The liability carrier for a defendant in a single-car accident previously issued a policy with $10/$20 limits. One of the passengers, a minor, sustained serious injuries and one of her fingers was amputated as a result of the accident. Jaimes v. GEICO General Insurance Co., 534 Fed. Appx. 860, 2013 WL 4106364 *1 (11th Cir. August 15, 2013).
The evidence established that the carrier knewthat the young girl's injuries "well exceeded the Policy's limits." The carrier acknowledged that from the day of the accident, "the injury warranted a tender of the Policy's limits." Jaimes v. GEICO General Insurance Co., 534 Fed. Appx. 860, 2013 WL 4106364 *6 (11th Cir. August 15, 2013).
Yet the carrier did not tender its policy limits. The case went to verdict and judgment against its insured for $227,493.85, or over 22 times the individual policy limit and over 11 times the aggregate policy limit. Jaimes v. GEICO General Insurance Co., 534 Fed. Appx. 860, 2013 WL 4106364 *2 (11th Cir. August 15, 2013).
The carrier defended on many grounds including that its conduct may have been negligent, but it did not act in bad faith in failing to settle in this case. The carrier's adjuster tried to initiate settlement with the injured claimants but he called a wrong number.
After that, he wrote "numerous letters (to multiple addresses) and left a few voicemails (at various numbers)" asking the claimants to contact him. However, none of the letters or voicemails communicated his company's desire to settle the young lady's injury claim. Jaimes v. GEICO General Insurance Co., 534 Fed. Appx. 860, 2013 WL 4106364 *1 (11th Cir. August 15, 2013).

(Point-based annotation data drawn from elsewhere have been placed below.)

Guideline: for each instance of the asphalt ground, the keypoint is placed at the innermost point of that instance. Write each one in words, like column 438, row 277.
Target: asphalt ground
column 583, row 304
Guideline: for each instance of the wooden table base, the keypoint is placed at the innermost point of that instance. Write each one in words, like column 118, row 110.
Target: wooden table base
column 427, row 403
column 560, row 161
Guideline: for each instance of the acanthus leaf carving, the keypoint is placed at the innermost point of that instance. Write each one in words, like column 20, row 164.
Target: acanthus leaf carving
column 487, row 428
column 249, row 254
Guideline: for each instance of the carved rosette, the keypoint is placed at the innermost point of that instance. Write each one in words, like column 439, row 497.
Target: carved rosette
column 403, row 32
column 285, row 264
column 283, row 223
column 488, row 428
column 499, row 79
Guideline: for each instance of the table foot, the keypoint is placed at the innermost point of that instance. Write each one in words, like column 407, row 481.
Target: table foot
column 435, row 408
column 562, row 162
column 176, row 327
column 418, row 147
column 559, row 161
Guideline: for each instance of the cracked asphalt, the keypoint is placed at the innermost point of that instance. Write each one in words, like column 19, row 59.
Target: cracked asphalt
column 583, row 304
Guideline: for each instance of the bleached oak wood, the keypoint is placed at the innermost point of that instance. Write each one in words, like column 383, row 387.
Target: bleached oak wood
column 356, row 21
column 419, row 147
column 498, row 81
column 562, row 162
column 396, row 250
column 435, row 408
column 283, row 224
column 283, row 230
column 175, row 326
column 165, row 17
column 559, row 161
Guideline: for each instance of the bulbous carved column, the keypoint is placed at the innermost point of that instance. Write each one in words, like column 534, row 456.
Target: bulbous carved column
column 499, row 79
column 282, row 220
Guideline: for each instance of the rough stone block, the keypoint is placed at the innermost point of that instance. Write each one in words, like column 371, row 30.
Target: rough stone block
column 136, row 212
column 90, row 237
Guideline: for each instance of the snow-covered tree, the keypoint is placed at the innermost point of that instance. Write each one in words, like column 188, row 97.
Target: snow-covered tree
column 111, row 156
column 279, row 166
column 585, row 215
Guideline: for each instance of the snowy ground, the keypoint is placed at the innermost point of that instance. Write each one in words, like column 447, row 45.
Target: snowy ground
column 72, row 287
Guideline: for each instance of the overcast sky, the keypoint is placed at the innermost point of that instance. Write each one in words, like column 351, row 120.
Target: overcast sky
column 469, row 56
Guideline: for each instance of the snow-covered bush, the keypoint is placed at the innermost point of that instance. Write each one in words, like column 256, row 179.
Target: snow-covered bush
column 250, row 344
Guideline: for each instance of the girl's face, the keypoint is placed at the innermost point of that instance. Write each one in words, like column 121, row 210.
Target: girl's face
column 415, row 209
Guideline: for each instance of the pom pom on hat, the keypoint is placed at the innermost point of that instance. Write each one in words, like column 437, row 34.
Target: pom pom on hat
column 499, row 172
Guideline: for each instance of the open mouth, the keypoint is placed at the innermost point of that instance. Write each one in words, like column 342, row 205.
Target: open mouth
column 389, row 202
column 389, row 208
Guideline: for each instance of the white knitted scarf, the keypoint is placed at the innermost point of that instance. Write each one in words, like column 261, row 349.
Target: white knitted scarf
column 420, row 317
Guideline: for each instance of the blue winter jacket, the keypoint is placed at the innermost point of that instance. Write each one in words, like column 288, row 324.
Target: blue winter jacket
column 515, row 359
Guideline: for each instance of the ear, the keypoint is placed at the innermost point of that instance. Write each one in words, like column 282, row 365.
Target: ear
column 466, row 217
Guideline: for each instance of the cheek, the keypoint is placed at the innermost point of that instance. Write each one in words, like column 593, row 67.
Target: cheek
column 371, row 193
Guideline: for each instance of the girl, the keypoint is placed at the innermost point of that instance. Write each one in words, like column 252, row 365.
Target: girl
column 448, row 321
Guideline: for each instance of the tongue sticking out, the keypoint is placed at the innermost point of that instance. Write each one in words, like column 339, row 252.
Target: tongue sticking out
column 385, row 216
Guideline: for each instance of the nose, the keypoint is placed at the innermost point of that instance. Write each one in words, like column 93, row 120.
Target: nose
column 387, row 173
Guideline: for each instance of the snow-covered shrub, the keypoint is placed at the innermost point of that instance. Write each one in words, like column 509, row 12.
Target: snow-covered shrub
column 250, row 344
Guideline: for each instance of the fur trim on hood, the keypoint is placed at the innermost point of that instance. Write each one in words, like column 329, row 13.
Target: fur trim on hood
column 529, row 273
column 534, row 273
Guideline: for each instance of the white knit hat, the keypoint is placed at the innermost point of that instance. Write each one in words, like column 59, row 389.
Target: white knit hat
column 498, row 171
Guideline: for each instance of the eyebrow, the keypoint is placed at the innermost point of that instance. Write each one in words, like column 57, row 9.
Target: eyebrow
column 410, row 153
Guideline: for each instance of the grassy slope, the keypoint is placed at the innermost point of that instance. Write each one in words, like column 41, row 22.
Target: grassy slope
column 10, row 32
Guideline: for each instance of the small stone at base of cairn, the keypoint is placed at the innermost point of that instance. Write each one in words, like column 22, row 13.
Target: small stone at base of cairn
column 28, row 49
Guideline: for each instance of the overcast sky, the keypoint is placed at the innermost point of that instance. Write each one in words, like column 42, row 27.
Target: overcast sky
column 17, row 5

On appeal, the Federal Eleventh Circuit Court of Appeals held that there was sufficient evidence of bad faith under Florida law here. Jaimes v. GEICO General Insurance Co., 534 Fed. Appx. 860, 2013 WL 4106364 *6 (11th Cir. August 15, 2013). In particular, the Federal appellate court pointed out that "negligence in handling the underlying claim is not a defense, but rather, is material in determining bad faith." Jaimes v. GEICO General Insurance Co., 534 Fed. Appx. 860, 2013 WL 4106364 *5 (11th Cir. August 15, 2013).
One of the carrier's other contentions was equally unavailing. The carrier contended on appeal that there could be no bad faith because the injured claimant never made a settlement demand for the policy limits "within the time period in which she would have accepted the Policy's limits to settle her claim." This did not determine the outcome under settled Florida law in this case. The Eleventh Circuit panel followed Florida law in holding that the absence of a formal demand in such a case as this, does not preclude a finding of bad faith, citing a Florida case decided 23 years before. Jaimes v. GEICO General Insurance Co., 534 Fed. Appx. 860, 2013 WL 4106364 *6 (11th Cir. August 15, 2013). To like effect, see Hayas v. GEICO General Insurance Co., 2013 WL 4495196 *2-*3 (M.D. Fla. August 21, 2013)("The Court rejects GEICO's assertion that dismissal is warranted because Hayas has not identified a specific offer to settle that GEICO neglected to accept.").